Tarlach nodded gracefully. "I suppose you're right. But then... isn't your plan to ferret out these hypothetical human secessionists a similar drain on your time?"

"I doubt it." James dipped a bit of bland fish in the spicy sauce from the tofu and munched it thoughtfully. "Maybe only one meeting," he said at last. "Maybe a handful. The people who came to talk to me down by the factory weren't very secret about it, and they were about bursting at the seams with everything they wanted to say. It was all they could do not to blurt everything right there in public."

"And do you really think they're separatists?"

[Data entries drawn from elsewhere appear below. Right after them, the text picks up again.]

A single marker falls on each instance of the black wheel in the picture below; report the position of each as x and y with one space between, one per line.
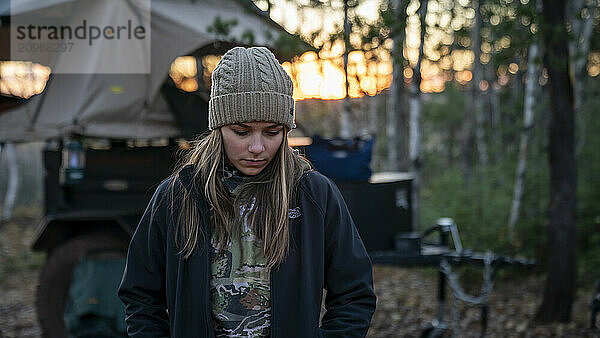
55 277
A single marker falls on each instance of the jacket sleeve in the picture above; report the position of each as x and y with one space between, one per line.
350 299
142 288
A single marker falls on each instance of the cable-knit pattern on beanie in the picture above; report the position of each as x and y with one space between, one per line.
267 82
248 85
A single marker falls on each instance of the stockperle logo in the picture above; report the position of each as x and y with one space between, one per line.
83 36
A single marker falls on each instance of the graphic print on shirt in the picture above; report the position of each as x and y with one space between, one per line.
240 287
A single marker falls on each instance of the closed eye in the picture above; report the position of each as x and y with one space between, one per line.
273 132
240 132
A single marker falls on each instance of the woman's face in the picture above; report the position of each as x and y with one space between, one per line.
251 146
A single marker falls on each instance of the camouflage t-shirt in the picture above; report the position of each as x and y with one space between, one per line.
240 287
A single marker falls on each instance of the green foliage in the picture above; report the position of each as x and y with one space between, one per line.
588 187
481 208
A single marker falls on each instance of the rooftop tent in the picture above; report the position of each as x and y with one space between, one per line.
128 105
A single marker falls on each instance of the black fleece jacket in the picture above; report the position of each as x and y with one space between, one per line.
168 296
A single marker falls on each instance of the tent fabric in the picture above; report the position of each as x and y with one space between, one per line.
126 105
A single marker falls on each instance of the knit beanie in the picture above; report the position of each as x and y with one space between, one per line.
249 85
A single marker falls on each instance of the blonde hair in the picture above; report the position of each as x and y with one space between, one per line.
273 190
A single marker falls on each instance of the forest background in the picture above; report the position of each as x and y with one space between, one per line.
468 108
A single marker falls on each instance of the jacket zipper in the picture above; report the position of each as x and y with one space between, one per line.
271 275
211 328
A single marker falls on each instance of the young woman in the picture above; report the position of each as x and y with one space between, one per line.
243 238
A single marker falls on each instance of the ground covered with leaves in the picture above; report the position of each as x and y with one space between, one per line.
407 298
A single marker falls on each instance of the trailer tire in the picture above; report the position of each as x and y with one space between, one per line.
55 277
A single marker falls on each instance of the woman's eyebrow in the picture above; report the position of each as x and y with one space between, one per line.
242 125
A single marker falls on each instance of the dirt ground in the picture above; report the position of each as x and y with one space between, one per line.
406 298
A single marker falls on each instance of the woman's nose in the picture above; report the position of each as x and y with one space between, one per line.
256 146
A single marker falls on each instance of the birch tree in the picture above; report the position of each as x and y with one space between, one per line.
415 122
530 100
476 100
396 130
580 18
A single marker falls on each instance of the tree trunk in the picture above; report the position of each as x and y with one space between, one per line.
559 290
495 112
13 182
527 125
397 133
476 102
579 47
415 123
345 127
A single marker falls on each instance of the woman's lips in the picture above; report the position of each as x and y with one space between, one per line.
253 163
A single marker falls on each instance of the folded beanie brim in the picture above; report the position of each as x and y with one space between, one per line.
251 106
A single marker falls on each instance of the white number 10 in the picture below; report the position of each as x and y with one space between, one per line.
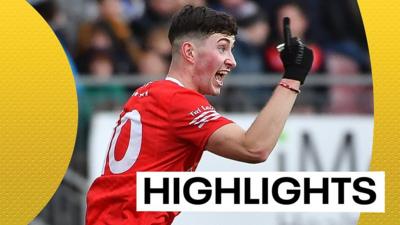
135 142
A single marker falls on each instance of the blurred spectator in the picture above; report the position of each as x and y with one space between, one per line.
108 31
252 36
345 99
48 9
342 21
248 51
157 13
152 63
157 41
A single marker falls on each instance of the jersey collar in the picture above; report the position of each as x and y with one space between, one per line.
174 80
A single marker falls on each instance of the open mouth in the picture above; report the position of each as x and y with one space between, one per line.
219 77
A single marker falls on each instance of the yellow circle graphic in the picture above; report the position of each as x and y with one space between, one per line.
381 22
38 109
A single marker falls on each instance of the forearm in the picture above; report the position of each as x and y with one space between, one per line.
263 134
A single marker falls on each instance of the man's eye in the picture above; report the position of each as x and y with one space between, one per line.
222 49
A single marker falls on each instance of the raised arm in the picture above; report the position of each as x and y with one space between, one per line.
255 144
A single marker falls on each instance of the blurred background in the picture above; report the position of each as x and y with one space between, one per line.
115 46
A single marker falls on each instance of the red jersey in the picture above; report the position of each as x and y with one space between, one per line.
163 127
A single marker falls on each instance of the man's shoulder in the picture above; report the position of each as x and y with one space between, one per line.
168 89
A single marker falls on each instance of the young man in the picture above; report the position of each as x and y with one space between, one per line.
166 125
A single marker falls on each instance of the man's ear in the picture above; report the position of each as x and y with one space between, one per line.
187 51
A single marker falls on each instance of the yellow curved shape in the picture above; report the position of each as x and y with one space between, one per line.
38 113
382 26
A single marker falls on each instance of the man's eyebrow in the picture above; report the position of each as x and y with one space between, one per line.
224 39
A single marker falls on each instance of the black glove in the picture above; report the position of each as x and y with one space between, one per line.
297 59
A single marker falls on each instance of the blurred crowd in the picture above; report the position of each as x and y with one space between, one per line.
129 37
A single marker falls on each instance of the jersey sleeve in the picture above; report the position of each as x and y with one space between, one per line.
193 119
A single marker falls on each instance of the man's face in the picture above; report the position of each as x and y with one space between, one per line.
213 61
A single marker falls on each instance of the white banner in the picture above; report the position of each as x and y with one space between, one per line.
261 191
308 143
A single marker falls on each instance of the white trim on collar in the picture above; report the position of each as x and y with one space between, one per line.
174 80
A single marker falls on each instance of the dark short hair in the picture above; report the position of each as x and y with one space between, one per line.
202 20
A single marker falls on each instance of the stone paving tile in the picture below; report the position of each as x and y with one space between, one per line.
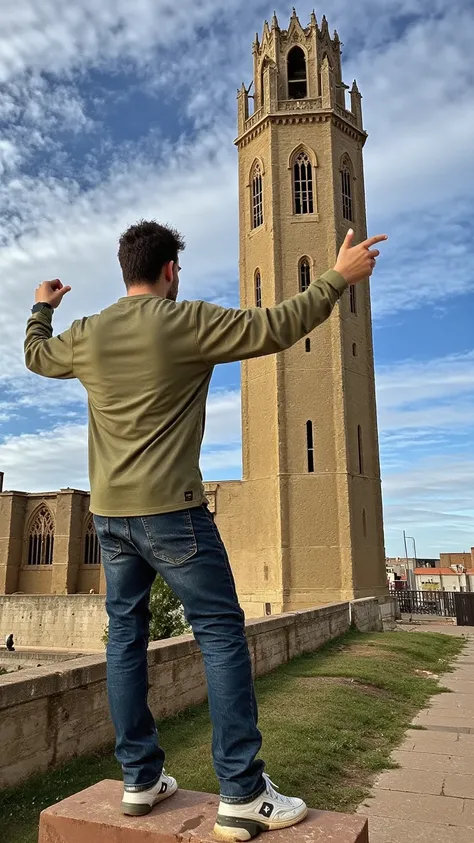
433 789
382 830
453 702
460 785
441 743
417 807
438 742
432 762
410 781
464 686
443 718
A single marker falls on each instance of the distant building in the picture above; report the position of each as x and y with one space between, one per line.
444 579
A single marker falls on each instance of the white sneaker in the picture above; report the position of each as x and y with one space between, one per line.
269 812
136 804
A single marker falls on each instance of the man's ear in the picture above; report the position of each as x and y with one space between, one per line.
169 272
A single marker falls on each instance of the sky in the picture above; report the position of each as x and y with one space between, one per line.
115 111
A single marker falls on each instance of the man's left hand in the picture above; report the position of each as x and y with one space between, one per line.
51 292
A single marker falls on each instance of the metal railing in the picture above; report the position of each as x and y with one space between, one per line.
441 603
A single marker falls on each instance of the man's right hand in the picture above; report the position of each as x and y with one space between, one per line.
356 263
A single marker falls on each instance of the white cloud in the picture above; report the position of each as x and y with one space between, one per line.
433 394
56 457
412 67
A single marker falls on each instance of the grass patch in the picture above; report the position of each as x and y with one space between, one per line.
329 720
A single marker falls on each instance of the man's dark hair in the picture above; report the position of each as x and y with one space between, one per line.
144 250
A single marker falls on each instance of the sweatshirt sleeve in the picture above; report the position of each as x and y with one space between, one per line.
46 355
227 335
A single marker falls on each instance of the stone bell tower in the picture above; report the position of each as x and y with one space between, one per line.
310 443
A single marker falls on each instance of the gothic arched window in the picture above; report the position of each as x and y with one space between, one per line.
41 538
353 299
360 450
346 189
303 187
310 446
91 544
258 289
257 196
305 274
297 75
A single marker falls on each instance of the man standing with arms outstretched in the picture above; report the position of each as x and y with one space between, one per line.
146 363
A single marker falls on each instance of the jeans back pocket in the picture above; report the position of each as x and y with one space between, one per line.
110 545
171 536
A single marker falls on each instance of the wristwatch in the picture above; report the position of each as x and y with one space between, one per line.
39 306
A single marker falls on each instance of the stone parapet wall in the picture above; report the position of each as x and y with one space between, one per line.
76 621
53 714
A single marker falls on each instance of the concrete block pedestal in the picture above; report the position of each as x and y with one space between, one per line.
93 816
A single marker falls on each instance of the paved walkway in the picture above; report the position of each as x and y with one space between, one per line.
430 799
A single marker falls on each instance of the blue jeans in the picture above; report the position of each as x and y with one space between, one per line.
185 548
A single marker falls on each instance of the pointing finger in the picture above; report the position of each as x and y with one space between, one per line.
372 241
349 239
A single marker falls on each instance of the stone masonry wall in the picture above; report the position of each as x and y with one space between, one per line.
55 713
366 615
70 620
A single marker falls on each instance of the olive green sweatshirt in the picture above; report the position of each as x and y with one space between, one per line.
146 364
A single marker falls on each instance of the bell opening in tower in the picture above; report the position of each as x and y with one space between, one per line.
297 74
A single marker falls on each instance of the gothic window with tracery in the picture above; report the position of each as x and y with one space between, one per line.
41 538
303 184
297 74
91 544
257 196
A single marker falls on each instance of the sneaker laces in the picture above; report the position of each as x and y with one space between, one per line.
273 791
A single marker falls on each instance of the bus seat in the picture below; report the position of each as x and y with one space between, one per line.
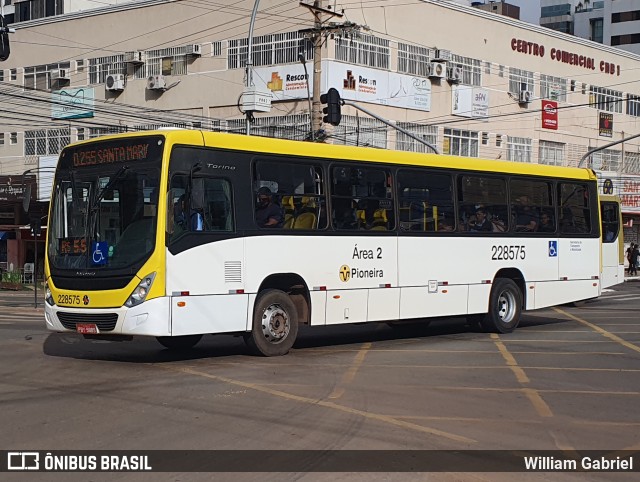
306 220
288 221
380 221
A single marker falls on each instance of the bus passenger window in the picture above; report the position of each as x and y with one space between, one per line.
361 199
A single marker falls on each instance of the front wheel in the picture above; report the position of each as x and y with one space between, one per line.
275 324
505 306
179 342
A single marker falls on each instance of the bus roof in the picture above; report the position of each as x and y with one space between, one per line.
269 145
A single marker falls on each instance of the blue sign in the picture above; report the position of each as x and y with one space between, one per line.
99 252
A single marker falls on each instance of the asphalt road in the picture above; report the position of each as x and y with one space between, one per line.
567 379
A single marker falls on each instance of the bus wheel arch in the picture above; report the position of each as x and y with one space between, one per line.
506 302
296 288
274 326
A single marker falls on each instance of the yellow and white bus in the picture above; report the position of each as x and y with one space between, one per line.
357 235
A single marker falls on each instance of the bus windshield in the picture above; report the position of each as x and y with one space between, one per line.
104 205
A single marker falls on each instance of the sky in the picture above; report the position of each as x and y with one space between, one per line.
529 10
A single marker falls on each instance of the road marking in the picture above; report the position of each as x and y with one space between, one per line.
350 374
323 403
602 331
534 397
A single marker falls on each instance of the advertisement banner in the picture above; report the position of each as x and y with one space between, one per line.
471 102
549 114
376 86
606 124
72 103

"No. Honestly, I don't." He speared a carrot decisively. "I think they're small-town, small-time blowhards who want to be politicos but never saw it done. My father's run for Senate three times. I may not be any good at 'working the people' myself, but I know how to interpret what I see even if the schmoozer is a pro. Which these folks aren't."

"How convenient for us both. What, then, is your interpretation of what you saw?"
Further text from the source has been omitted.